足場は悪くないです。ただし、駐車場と展望台のあいだは緩い段差の階段でつながっているので、ここで戦闘を行う場合は足を取られないように注意する必要があります。
被害者が到着するまで一時間ほどあるので、時間はそれほど気にする必要はないでしょう。
状態
完了
完了
報酬モルコイン
金:0枚 銀:0枚 銅:3枚
金:0枚 銀:0枚 銅:3枚
相談日数
7日
7日
参加費
100LP[+予約50LP]
100LP[+予約50LP]
参加人数
5/6
5/6
公開日
2015年09月25日
2015年09月25日
■メイン参加者 5人■

●
とある街。
満月が照らす、ちいさな展望台。ちいさな駐車場。
これから起こる出来事などまったく予感させない、とても静かな夜。
外灯の明かりによって作り出された五つの黒い人影が、乾いたコンクリートの地面に這うように伸びていた。
ここにはいま、彼らのほかには誰もいない。
「二人とも気をつけてね!」
「敵が現れたらすぐにかけつけるわ」
そう囮役の二人に声をかけたのは、『蹴撃系女子』鐡之蔵 禊(CL2000029)と『ロンゴミアント』和歌那 若草(CL2000121)だ。

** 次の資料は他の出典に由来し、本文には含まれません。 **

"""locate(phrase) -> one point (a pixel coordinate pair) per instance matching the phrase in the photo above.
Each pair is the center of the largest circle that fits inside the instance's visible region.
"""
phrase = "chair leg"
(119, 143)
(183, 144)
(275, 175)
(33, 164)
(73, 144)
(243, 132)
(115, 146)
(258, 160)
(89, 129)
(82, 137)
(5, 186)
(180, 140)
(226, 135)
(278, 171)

今回の任務は、カップル以外には姿を現さない奇異な妖の討伐。
普通であれば、不可視の敵をいかに露わにさせるのか、その戦闘以前の対策に頭を悩ますところだったはずだ。けれども今回は運に恵まれた。メンバーに本物のカップルがいたからだ。
『クライ・クロウ』碓氷 凛(CL2000208)とメルジーネ マルティエル(CL2000370)がその二人である。
「本物のカップルだなんてビックリだぜ。これなら妖も出てきてくれっだろ」
この偶然の幸運に、『わんぱく小僧』成瀬 翔(CL2000063)も思わず驚きと期待の声をあげた。
任務についてのひととおりの確認を終えたあとで、凛が言った。
「では行ってくる」
凛はごく自然なしぐさでマルティエルと手を繋ぎ、周囲に気をくばりながら、展望台のほうへとゆっくりと歩みを進めていった。二人の黒い影が、光源である外灯から遠ざかり展望台に近づくにつれて、徐々に周囲の暗闇に溶け込んでいった。空気は秋らしくひんやりとしている。
「夜景か、改めて見る機会なんてあんまりないよな」
「ああ、せっかくの機会だ。こんな厄介事はさっさと終わらせて、あとでゆっくり楽しむとしようじゃないか」
一方の見張り役の三人は、次第に小さくなっていく凛とマルティエルの後ろ姿を静かに見守っていた。
しばらくたってから、翔はうなずきこう言った。
「頃合いだな!」
彼の傍らには、守護使役の空丸が翼をぱたぱたと羽ばたかせ浮かんでいる。翔が命じると、空丸の小さな体は一気に夜空へと舞いあがっていった。
「これでよし! 空丸に上空から見張らせてるから、異変があったらすぐに駆け付けられるぜ」
それからまたすこしの時間がたった。
けれどもまだなにも起こらない。
凛とマルティエルは階段通路を渡り終え、展望台にたどり着こうとしている。
「やっぱり妖がでるのは展望台なのかしら……」
若草がつぶやいた。
「もうすこし近くに寄ってみましょう」
禊と翔は頷き、三人は展望台のほうへと忍び足で近づいていった。
凛とマルティエルは展望台の東屋に到着した。ここまで来るともう、外灯の明かりはほとんど届かない薄暗闇が広がっている。とはいえ、幸いにも今日は満月で、その月明かりがあるおかげで、ある程度の視界は確保されていた。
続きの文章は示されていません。